Operators that are implemented with the Java Operator API are instances of com.ibm.streams.operator.Operator and must have a no-argument constructor. An operator instance starts its runtime lifecycle with a call to its initialize(OperatorContext) method. The operator cannot receive or send tuples and punctuation until its ports are ready. When the operator ports are ready, the operator starts receiving calls to its tuple and punctuation processing methods and can submit tuples accordingly. The allPortsReady method is called as a notification to the operator that its ports are ready to receive and submit tuples. The operator's tuple and punctuation processing methods can be invoked before the allPortsReady notification is received. If a tuple submission is to be made outside the context of a tuple or punctuation processing method, then the allPortsReady notification must be received first. When the processing element (PE) that hosts the operator is being shut down, the operator receives a call to its shutdown method, which can take place while tuple and punctuation processing methods are active. The shutdown method completes any asynchronous activity and releases any resources.
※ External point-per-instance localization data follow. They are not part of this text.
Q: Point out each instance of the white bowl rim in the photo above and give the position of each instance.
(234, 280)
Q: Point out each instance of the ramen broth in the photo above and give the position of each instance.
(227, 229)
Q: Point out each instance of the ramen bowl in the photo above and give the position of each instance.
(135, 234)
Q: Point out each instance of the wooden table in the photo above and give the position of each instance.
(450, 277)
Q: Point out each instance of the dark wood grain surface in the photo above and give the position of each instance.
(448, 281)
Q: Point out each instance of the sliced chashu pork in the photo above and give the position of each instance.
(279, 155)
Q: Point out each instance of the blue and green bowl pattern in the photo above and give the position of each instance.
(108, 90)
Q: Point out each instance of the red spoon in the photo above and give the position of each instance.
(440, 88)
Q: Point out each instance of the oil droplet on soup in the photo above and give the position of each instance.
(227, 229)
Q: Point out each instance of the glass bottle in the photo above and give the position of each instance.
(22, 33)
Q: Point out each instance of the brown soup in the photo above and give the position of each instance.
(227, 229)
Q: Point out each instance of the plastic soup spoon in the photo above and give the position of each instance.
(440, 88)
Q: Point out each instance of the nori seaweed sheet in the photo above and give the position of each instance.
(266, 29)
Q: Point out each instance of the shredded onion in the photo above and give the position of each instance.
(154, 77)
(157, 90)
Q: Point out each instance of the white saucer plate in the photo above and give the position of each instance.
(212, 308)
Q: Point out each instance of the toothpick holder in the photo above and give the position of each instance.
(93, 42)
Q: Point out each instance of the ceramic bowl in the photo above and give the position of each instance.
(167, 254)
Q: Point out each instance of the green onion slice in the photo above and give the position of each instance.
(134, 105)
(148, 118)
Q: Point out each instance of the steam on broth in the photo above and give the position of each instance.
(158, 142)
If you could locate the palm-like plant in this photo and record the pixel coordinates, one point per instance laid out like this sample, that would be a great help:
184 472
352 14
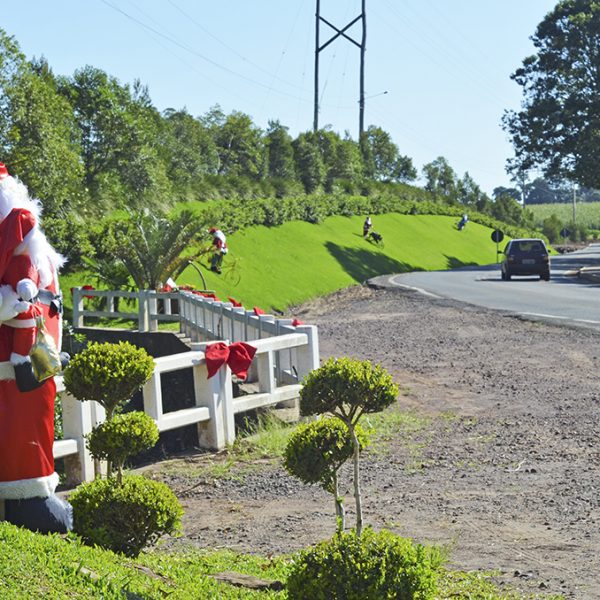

All incoming tuples are sent to the operator through the single process method that is passed the StreamingInput describing the port that the tuple arrived on and the tuple as an instance of Tuple. Tuple provides a JDBC ResultSet like interface for obtaining attribute values, such as getInt, getFloat, getString, getObject. Each method takes an attribute index (zero-based) or an attribute name. The Tuple object is immutable. Thus, it can be passed around many layers of software without its changing its value. It can safely be retained by the operator (for example, for batching) after the process method returns.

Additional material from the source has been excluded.